Любуешься красными ягодами в серой пустоте утра? Или в задумчивости не видишь никаких ягод? Чайник закипает, ты вздрагиваешь и роняешь пепел на подоконник.
Ты плохо видишь свое прошлое, можно сказать, ты его совсем не знаешь. Иногда дома, у матери, ты разглядываешь старые фотографии и силишься вспомнить секунды, отпечатанные на глянцевых кусочках бумаги. Отпечатки не оживают.
Будущее свое ты знаешь. Зимой переболеешь гриппом, забудешь поздравить мать с Новым годом, в день рожденья сына выпьешь, сразу устанешь и уснешь. Летом, на даче, опухнешь от комаров. В лесу, пока жена с сыном будут собирать грибы и перекликаться, ты сядешь на пенек в тенечке и покуришь. Перед твоими глазами будет расти трава, полная зеленого света, способная разрушить и поглотить покинутый человеком город за одно влажное лето.

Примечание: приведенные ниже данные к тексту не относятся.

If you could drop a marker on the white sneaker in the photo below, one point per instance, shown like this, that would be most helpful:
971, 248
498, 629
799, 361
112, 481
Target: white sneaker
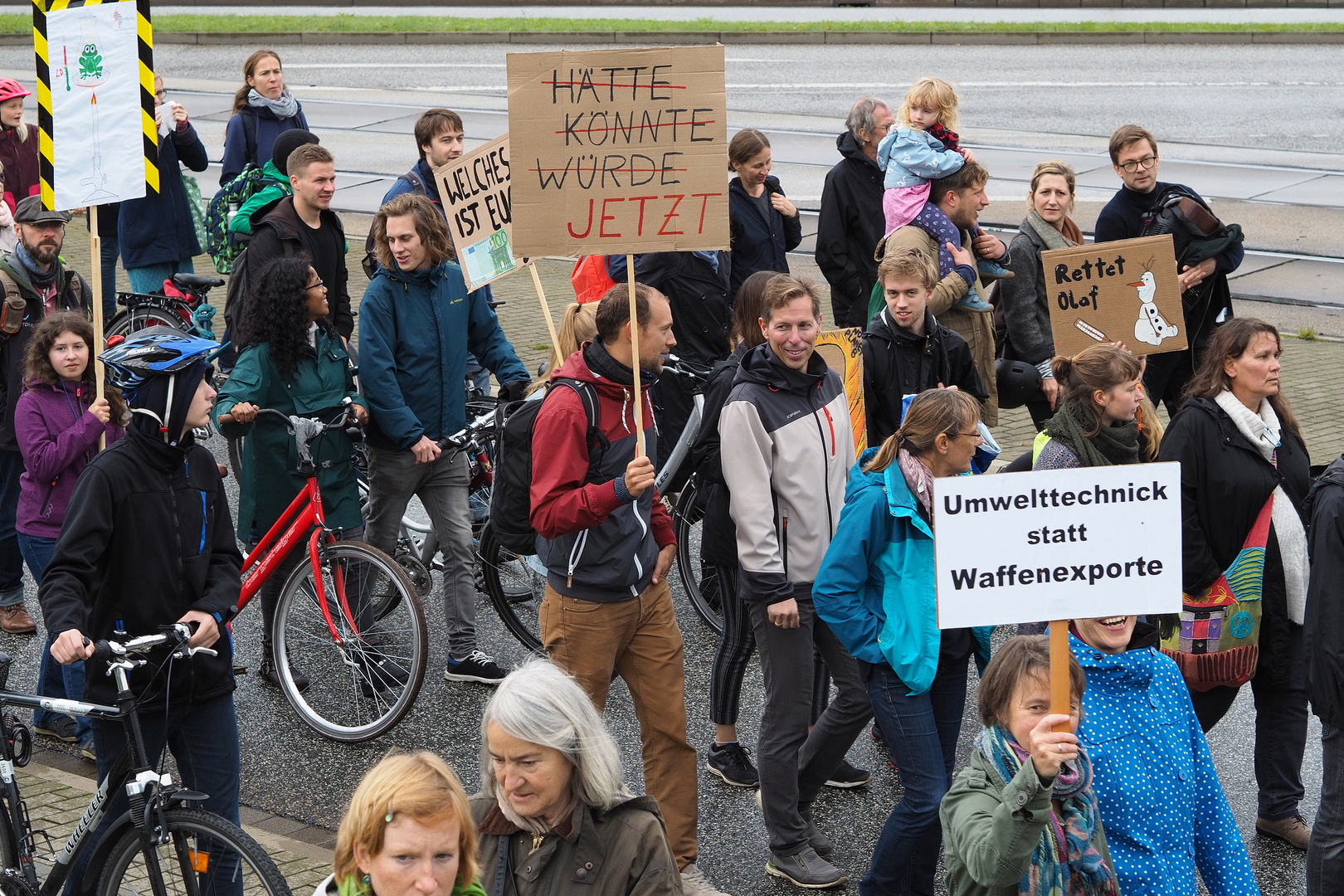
694, 883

Муравьи заползут на твои неподвижные ноги в старых кедах. В такие моменты ты не помнишь свое лицо.
В сентябре пойдешь в школу. Ты преподаешь историю, но тебя в истории – нет.
Самым сильным впечатлением был цирк. Он приехал один-единственный раз, зимой. Я увидел афиши у рынка, у вокзала, где-то еще в городе.
Огромный лев и изящный черный человечек. Грустный человечек, как
Пьеро. Грозный лев. Лев-Зевс, лев-громовержец. Я бы ни за что не хотел сейчас увидеть эти афиши, этот цирк, я бы глаза закрыл! Я уже взрослый, я лишен воображения детства. Мы все лишены. Даже художники.
Отец говорил, что это балаган.
С тех пор для меня балаган – рай.
И я думал, что я туда вернусь, когда стану взрослым. Все равно, кем.
Буду подметать арену или чистить зверям клетки. Но лучше – изящным человечком в черном трико. Он умеет идти, как лев, так что даже льву кажется, что это его отражение; он умеет, как пьяница и как мальчишка, и как заводная кукла, он умеет, как осенний лист, умеет парить, быть пылинкой в воздухе. И все это, стоя на песком посыпанной арене, где следы львиных лап, где кровь гладиаторов пролита две тысячи лет назад.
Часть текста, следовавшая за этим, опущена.